Exerceu o Ensino Técnico Profissional nas Escolas Industriais de João Vaz de Setúbal, Machado de Castro e Afonso Domingues de Lisboa..

Sobre Luciano, escreveu o Dr. Celestino Gomes:”A obra do pintor Luciano não precisa de explicação porque se explica a si própria: existe, colocada certa no tempo e no espaço.” Em finais da década de 50, dizia de Luciano o “brilhante crítico de arte Dr. Fernando Pamplona”: “Na figura, abalança-se ao retrato – e fá-lo com vigor e simplicidade que surpreendem. Não procura a elegância, sequer a graça, mas tão somente a nitidez e a fria análise.

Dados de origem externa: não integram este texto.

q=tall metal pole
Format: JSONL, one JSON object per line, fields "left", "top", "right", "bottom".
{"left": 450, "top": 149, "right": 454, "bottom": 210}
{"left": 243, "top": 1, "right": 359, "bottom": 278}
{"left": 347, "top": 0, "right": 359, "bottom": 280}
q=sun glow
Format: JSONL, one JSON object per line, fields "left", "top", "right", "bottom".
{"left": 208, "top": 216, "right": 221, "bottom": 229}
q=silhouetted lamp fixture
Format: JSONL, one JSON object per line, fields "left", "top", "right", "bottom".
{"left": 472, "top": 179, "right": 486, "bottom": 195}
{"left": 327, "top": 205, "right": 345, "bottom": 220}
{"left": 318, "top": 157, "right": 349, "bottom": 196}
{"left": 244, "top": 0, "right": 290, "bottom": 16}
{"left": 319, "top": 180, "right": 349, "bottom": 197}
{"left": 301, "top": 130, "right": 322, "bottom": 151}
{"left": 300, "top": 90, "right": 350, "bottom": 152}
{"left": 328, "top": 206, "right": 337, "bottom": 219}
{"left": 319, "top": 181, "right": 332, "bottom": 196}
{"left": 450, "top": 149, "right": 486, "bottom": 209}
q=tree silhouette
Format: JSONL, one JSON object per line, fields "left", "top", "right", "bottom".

Obtém, por vezes, efeitos impressionantes, apesar da intencional dureza do modelado e dos contrastes.
(…) “Luciano soube descobrir e captar o carácter racial das mulheres da Nazaré, corajosas, rijas, afeitas às durezas da vida, às suas feras batalhas. Estão neste caso “Nazarena ”  (
Não sei a qual das "Nazarenas" se refere Fernando Pamplona, uma vez que existem duas peças com o mesmo nome... Tudo leve a crer que se trata da figura aqui representada sem cor.)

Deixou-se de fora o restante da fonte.